Haughton, son of Samuel Pearson Haughton (1748–1828), by Mary, daughter of James Pim of Rushin, Queen’s County (now County Laois), is born in Carlow, County Carlow, and educated at Ballitor, County Kildare, from 1807 to 1810, under James White, a quaker. After filling several situations to learn his business, in 1817 he settles in Dublin, where he becomes a corn and flour factor, in partnership with his brother William. He retires in 1850. Although educated as a Friend, he joins the Unitarians in 1834 and remains throughout his life a strong believer in their tenets.

Haughton supports the anti-slavery movement at an early period and takes an active part in it until 1838, going in that year to London as a delegate to a convention. Shortly after the Temperance campaigner Father Theobald Mathew takes the pledge, on April 10, 1838, Haughton becomes one of his most devoted disciples. For many years he gives most of his time and energies to promoting total abstinence and to advocating legislative restrictions on the sale of intoxicating drinks.
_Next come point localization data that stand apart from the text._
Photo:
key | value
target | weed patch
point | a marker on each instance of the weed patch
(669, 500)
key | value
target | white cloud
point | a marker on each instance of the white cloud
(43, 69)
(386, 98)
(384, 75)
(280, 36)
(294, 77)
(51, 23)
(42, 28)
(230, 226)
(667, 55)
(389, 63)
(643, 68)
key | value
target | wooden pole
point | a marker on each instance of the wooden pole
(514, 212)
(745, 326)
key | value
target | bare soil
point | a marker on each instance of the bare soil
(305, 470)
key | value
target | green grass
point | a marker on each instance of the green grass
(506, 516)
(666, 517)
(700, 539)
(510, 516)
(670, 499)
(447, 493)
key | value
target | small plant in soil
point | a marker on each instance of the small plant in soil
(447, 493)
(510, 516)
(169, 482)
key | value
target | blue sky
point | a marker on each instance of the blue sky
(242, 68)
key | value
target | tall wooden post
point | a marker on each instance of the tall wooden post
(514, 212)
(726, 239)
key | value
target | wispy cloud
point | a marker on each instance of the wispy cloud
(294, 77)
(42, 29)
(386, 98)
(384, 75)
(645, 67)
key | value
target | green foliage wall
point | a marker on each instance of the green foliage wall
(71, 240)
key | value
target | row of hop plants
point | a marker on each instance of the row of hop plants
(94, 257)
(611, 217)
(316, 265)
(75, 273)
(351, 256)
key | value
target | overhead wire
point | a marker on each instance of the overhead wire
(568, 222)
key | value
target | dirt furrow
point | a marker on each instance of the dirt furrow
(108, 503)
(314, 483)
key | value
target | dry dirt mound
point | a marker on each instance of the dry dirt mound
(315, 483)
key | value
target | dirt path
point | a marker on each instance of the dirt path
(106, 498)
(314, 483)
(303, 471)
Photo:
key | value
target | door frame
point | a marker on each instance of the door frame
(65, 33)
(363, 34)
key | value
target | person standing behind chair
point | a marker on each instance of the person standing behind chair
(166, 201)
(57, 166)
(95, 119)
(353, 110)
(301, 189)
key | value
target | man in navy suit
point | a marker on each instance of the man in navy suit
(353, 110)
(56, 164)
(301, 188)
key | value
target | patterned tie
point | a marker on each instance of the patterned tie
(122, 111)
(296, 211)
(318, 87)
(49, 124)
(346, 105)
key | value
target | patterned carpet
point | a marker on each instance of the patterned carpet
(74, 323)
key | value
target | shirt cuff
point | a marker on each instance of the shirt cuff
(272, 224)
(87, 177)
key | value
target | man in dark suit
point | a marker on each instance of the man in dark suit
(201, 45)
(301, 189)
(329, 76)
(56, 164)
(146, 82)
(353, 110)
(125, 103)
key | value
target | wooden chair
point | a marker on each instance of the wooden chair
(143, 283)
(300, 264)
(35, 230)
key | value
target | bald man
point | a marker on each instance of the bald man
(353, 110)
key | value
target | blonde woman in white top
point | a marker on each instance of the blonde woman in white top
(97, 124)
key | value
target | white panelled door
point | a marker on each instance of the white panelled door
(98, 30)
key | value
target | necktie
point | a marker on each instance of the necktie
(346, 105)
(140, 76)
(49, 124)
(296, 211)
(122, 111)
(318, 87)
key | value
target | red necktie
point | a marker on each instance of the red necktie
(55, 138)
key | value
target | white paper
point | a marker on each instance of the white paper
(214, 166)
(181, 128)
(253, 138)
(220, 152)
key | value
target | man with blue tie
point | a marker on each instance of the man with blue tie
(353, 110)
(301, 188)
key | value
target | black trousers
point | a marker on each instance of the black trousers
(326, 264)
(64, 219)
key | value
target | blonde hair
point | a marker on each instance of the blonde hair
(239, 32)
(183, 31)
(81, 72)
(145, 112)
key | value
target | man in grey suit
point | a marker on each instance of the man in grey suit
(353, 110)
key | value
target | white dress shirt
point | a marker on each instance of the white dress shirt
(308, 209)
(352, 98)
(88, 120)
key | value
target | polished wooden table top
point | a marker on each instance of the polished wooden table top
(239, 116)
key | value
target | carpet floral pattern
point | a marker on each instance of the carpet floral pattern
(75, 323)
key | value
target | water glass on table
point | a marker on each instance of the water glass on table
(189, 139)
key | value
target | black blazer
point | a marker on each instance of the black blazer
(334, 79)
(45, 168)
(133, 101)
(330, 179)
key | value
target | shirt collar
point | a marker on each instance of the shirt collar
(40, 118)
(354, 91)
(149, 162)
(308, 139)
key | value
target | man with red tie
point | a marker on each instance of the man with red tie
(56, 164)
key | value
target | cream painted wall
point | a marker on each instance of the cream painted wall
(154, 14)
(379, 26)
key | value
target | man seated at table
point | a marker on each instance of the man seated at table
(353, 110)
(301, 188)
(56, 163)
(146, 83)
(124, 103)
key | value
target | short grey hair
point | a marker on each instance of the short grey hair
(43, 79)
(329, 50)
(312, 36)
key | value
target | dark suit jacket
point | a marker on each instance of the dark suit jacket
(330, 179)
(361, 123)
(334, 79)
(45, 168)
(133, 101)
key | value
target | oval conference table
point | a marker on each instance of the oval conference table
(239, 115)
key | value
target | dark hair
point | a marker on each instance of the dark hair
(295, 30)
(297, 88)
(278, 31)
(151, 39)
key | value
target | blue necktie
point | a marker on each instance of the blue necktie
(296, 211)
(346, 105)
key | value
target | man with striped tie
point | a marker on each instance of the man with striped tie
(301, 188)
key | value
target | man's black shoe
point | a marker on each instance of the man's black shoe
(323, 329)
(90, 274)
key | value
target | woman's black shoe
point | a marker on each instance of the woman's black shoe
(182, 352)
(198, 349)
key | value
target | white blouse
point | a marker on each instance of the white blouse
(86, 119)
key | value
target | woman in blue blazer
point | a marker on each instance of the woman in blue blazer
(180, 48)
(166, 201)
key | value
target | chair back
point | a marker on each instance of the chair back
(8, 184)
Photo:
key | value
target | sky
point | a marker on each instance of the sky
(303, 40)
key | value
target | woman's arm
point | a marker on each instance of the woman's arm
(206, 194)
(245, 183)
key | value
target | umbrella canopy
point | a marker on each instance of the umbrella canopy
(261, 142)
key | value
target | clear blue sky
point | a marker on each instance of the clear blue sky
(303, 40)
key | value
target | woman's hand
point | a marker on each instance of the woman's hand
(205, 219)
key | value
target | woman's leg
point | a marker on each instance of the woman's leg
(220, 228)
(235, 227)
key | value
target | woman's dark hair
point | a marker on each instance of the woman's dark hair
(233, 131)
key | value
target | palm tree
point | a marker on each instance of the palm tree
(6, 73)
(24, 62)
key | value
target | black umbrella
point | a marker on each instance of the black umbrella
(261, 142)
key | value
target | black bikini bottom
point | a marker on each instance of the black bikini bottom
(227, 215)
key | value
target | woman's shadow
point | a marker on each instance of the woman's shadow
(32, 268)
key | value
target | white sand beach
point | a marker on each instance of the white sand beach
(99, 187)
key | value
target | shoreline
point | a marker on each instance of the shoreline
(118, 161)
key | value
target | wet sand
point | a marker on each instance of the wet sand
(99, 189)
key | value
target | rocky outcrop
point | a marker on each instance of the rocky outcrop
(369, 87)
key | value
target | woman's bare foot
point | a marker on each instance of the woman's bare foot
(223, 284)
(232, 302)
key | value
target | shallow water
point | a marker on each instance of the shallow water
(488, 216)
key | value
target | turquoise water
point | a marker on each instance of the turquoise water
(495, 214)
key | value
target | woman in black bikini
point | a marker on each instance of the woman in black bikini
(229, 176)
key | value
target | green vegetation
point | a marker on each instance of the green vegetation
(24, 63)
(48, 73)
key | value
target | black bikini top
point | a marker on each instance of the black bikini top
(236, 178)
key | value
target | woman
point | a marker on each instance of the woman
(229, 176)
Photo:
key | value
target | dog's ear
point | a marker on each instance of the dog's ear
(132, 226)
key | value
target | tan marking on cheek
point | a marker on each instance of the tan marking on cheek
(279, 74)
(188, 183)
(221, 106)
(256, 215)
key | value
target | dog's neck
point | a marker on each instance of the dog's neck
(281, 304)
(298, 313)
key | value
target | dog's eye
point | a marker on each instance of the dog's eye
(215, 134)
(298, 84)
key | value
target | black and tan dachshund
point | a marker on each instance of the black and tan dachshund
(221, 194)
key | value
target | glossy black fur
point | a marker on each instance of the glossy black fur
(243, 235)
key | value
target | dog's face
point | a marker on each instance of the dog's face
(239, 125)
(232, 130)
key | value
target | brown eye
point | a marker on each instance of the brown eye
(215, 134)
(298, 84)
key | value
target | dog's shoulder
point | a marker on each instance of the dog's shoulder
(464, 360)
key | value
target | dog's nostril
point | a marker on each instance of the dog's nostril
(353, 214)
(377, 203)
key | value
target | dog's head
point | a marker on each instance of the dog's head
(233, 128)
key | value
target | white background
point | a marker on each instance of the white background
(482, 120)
In December 1844 Haughton is the chief promoter of a fund which is raised to pay some of the debts of Father Mathew and release him from prison. About 1835 he commences a series of letters in the public press which make his name widely known. He writes on temperance, slavery, British India, peace, capital punishment, sanitary reform, and education. His first letters are signed “The Son of a Water Drinker,” but he soon commences using his own name and continues to write until 1872.

Haughton takes a leading part in a series of weekly meetings which are held in Dublin in 1840, when so numerous are the social questions discussed that a newspaper editor calls the speakers the “Anti-everythingarians.” In association with Daniel O’Connell, of whose character he has a very high opinion, he advocates various plans for the amelioration of the condition of Ireland and the Repeal of the Union but is always opposed to physical force.

Haughton becomes a vegetarian in 1846, both on moral and sanitary grounds. For two or three years before his death he is president of the Vegetarian Society of the United Kingdom. He is one of the first members of the Statistical Society of Dublin (1847), a founder of the Dublin Mechanics’ Institute (1849), in the same year is on the committee of the Dublin Peace Society, aids in abolishing Donnybrook Fair in 1855, and takes a chief part in 1861 in opening the National Botanic Gardens at Glasnevin on Sundays.

James Haughton dies at 35 Eccles Street, Dublin, on February 20, 1873, and is buried in Mount Jerome Cemetery on February 24 in the presence of an immense crowd of people.

Haughton’s son, Samuel Haughton, publishes a memoir of his father’s life including extracts from his public correspondence in 1877.